Let $G$ be a finite group and assume $\varphi: \, G \longrightarrow \mathbb{Z}_{10}$ is a group epimorphism. I want to show that there exist an $a \in G$ s.t. $\text{ord}(a)=5$.
At first, the cyclic group:
$$
\langle2\rangle=\{0,2,4,6,8\}
$$
is a subgroup of $\mathbb{Z_{10}}$ of order $5$.

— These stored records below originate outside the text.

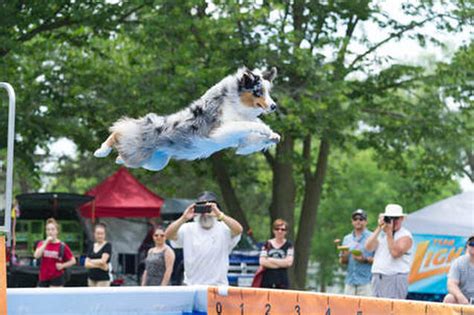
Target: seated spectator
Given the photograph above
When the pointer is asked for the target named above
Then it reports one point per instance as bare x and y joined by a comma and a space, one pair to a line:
461, 277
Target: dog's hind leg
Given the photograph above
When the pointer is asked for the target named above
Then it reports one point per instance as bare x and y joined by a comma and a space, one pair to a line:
106, 147
119, 160
256, 142
157, 161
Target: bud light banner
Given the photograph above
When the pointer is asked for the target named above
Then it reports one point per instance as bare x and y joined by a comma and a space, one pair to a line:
432, 260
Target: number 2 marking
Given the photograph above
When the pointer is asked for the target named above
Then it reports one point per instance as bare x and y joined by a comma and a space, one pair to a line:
268, 307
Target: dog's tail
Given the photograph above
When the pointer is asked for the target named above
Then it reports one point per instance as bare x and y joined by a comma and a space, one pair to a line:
136, 138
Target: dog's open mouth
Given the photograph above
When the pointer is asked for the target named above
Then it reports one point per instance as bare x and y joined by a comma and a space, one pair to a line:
261, 105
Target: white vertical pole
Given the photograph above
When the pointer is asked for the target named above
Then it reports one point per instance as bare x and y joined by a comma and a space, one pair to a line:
9, 180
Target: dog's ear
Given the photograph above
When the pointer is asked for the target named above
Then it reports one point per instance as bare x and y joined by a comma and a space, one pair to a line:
270, 75
247, 79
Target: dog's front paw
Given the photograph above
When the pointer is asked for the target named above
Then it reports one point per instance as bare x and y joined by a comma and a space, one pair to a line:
274, 137
103, 151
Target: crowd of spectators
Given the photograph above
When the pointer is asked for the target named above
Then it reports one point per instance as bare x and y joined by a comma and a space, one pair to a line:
378, 262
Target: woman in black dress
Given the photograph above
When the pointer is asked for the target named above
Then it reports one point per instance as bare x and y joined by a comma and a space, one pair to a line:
98, 258
276, 257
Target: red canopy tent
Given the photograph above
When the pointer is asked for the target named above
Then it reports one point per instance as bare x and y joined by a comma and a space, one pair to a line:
121, 195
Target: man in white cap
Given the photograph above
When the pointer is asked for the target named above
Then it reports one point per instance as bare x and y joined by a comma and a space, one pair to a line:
206, 242
461, 277
392, 244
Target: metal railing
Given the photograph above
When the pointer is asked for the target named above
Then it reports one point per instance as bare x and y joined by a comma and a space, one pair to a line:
9, 174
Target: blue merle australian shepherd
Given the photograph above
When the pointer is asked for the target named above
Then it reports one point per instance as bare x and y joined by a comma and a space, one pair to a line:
226, 116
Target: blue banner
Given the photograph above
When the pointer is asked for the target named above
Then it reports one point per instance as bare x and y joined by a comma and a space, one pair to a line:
432, 260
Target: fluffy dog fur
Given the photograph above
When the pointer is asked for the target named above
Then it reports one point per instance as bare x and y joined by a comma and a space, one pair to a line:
226, 116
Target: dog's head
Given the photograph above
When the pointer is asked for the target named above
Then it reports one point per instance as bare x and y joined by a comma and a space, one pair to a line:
254, 90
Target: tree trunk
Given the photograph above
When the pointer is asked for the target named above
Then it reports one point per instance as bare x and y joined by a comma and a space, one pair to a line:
227, 190
312, 196
284, 187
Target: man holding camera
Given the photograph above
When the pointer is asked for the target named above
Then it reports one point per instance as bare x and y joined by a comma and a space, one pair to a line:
206, 242
358, 259
392, 244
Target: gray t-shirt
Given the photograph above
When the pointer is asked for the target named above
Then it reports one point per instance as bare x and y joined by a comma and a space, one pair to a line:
462, 271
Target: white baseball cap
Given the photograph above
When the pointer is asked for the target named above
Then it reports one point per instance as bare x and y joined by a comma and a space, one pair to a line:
394, 210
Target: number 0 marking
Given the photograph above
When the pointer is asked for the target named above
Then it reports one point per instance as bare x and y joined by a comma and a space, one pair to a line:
298, 309
219, 308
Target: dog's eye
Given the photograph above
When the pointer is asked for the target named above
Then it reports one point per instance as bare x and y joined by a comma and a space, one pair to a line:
257, 90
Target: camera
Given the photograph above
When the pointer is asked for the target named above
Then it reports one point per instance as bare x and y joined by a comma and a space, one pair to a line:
202, 207
387, 220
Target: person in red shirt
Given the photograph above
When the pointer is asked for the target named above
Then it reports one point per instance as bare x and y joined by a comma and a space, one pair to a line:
49, 251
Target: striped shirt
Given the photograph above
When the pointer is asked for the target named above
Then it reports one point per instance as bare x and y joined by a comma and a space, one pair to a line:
358, 273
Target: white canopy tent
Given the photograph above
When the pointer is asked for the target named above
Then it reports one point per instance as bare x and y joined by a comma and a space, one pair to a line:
452, 216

The epimorphism $\varphi$ induces anοther epimorphism $\varphi ': \langle a\rangle \longrightarrow \langle 2 \rangle$, where $a \in G$ s.t. $\varphi(a)=2$. By the fundamental homomorphism theorem:
$$
\langle 2 \rangle \cong \langle a\rangle/\text{ker}\varphi '\iff |\langle a\rangle|=5 \cdot |\text{ker}\varphi '|
$$
Is there a way to prove that $|\text{ker}\varphi '|=1$ for some $a \in G$? In other words, how can it be shown that there exists an $a \in G$ which makes $\varphi '$ an isomorphism?
Best Answer
There's a far easier option: since $\varphi$ is epic, it's surjective, so there is some $g \in G$ such that $\varphi(g) = 2$, and the order of $2$ in $\mathbb{Z}_{10}$ is $5$, so the order of $g$ in $G$ is a multiple of $5$ (there is some $n$ such that $g^n = 1_G$ since $G$ is finite, and if $n = 5a+b$, then $0 = \varphi(1_G) = \varphi(g^{5a+b}) = \varphi(g)^{5a+b} = 2^{5a+b} = 2^b$, so $b$, hence $n$, is a multiple of $5$).
So $|g| = 5k$ for some $k$, and $|g^k| = 5$.
You can do a similar thing with your approach: once you know that $\varphi'$ is an epimorphism, you know that $5$ divides the order of $a$, so essentially the same argument tells you that the order of some power of $a$ is $5$ (and just to answer your final question: yes, just raise your original $a$ to the power of $|\ker\varphi'|$).